« LA MAIN GAUCHE DU SEIGNEUR » d’Edward Dmytryk ne fait certes pas partie des meilleurs films de Bogart et, bien que l’acteur n’ait que 55 ans, ont sent la fatigue de l’homme et son usure. Mais pour le fan, c’est l’unique occasion 1) de le voir en soutane 2) de l’entendre chanter en duo avec Gene Tierney 3) de l’écouter réciter un sermon en mandarin. Du pur ‘collector’, autrement dit !

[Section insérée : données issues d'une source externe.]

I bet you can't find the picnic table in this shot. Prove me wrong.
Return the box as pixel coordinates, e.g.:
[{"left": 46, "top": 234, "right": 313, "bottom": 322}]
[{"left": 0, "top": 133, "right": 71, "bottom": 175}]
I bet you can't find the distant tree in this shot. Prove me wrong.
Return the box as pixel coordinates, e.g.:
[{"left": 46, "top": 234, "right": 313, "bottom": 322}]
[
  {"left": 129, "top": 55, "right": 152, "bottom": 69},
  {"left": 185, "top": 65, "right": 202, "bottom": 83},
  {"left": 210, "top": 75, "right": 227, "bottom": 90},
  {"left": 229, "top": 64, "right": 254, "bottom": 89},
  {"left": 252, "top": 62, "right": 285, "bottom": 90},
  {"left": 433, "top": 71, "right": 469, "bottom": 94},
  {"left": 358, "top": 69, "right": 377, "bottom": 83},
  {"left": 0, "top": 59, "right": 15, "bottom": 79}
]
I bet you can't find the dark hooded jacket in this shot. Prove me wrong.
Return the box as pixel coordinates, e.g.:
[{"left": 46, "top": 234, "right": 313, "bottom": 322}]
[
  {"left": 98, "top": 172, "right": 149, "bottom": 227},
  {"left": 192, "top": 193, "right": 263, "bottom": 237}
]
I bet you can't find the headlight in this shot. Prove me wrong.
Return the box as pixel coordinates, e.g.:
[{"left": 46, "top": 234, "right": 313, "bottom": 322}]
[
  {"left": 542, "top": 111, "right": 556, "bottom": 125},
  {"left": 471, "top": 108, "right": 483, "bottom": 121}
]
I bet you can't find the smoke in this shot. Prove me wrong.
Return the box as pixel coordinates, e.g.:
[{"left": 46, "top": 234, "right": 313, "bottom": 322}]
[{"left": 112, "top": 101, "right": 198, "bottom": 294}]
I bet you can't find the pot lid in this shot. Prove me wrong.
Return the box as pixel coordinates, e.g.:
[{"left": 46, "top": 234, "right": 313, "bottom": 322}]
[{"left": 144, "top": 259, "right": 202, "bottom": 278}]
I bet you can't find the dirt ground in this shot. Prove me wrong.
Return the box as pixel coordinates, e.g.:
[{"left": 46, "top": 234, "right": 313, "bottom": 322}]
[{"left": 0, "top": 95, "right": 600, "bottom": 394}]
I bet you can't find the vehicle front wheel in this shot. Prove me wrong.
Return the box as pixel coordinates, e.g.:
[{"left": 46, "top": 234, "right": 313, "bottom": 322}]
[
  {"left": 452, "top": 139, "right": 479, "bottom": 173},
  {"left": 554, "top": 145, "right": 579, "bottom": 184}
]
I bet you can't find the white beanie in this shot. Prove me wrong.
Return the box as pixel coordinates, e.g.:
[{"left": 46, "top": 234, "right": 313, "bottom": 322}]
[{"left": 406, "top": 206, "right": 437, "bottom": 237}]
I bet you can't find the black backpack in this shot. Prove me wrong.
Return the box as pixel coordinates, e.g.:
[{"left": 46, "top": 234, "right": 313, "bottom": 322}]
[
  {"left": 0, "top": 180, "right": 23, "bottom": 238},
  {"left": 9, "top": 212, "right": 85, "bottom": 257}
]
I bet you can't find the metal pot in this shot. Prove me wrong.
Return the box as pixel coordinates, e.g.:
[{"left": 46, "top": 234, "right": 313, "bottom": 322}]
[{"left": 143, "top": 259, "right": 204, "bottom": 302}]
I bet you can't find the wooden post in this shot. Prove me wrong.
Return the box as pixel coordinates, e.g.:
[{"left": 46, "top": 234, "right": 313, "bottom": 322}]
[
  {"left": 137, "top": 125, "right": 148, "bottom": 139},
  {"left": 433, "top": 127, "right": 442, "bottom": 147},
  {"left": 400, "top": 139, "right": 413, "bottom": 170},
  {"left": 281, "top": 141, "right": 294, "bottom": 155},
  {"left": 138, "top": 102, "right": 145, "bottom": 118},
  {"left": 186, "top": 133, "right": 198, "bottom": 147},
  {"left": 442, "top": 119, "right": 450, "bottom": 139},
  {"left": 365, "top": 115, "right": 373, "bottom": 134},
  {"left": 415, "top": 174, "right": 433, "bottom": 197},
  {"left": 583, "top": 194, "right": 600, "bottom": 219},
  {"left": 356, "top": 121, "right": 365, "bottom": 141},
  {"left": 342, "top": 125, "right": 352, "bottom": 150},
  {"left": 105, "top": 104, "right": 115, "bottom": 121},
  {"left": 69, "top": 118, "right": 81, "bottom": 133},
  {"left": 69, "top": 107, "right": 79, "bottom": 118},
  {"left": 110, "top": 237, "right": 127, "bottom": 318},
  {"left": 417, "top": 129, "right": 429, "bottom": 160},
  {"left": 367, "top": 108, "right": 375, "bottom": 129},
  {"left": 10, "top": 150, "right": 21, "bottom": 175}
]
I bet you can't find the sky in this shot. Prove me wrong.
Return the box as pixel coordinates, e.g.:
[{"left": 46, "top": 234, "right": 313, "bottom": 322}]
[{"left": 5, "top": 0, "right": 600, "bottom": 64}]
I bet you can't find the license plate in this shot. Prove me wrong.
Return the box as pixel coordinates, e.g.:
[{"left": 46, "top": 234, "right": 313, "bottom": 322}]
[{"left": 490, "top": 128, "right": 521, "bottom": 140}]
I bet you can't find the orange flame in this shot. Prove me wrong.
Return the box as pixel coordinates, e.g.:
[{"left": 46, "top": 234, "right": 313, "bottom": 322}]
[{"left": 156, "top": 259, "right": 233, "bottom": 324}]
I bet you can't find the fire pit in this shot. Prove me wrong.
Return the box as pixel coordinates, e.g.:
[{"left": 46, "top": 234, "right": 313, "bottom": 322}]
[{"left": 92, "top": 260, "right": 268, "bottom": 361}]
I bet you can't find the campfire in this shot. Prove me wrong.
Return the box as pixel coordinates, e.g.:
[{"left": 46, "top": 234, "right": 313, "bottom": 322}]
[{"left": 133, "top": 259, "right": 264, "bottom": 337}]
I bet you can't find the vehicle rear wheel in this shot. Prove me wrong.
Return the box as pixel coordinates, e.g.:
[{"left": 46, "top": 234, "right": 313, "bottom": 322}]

Ce western chinois est loin d’être désagréable. D’abord parce que les extérieurs sont magnifiques, ensuite parce que le CinémaScope est très bien utilisé, ce qui n’était pas si fréquent à cette époque. Le scénario lui, avance tout doucement, il nous prive d’un climax qu’on attend pourtant depuis une bonne heure : quand le faux prêtre Humphrey Bogart se retrouve enfin face-à-face avec le seigneur de la guerre chinois qu’il a déserté, on s’attend à un règlement de compte à coups de poing, de flingue, de n’importe quoi. Mais pas du tout : les deux hommes s’expliquent… en jouant aux dés. C’est à la fois original et indéniablement désappointant. Bien sûr, connaissant l’archétype que Bogie a bâti pendant des années, on a du mal à croire à sa conversion subite. Certains moments comme sa prière à l’église sont même un peu embarrassants et sonnent terriblement faux. Mais l’acteur a gardé une bonne partie de son mordant, même s’il est gêné aux entournures par un rôle manifestement pas fait pour lui. À ses côtés, Gene Tierney est sous-employée, Agnes Moorehead amusante comme toujours en confidente à la langue bien pendue. Mais le bonus du film, c’est Lee J. Cobb, inénarrable dans le rôle du chef des bandits chinois ! Avec son faux crâne chauve, ses yeux bridés, son gros rire, il parvient à ne pas être ridicule, ce qui n’est pas – dans le contexte – un mince exploit. À voir donc, pour la beauté des paysages exotiques et pour l’esquisse du couple Tierney-Bogart, qu’on aurait aimé voir dans de plus adéquates circonstances. Mais c’est toujours mieux que rien !
À noter qu’une douzaine d’années plus tard, Henri Verneuil tournera « LA BATAILLE DE SAN SEBASTIAN » sur un scénario présentant de très nombreux points communs avec celui-ci.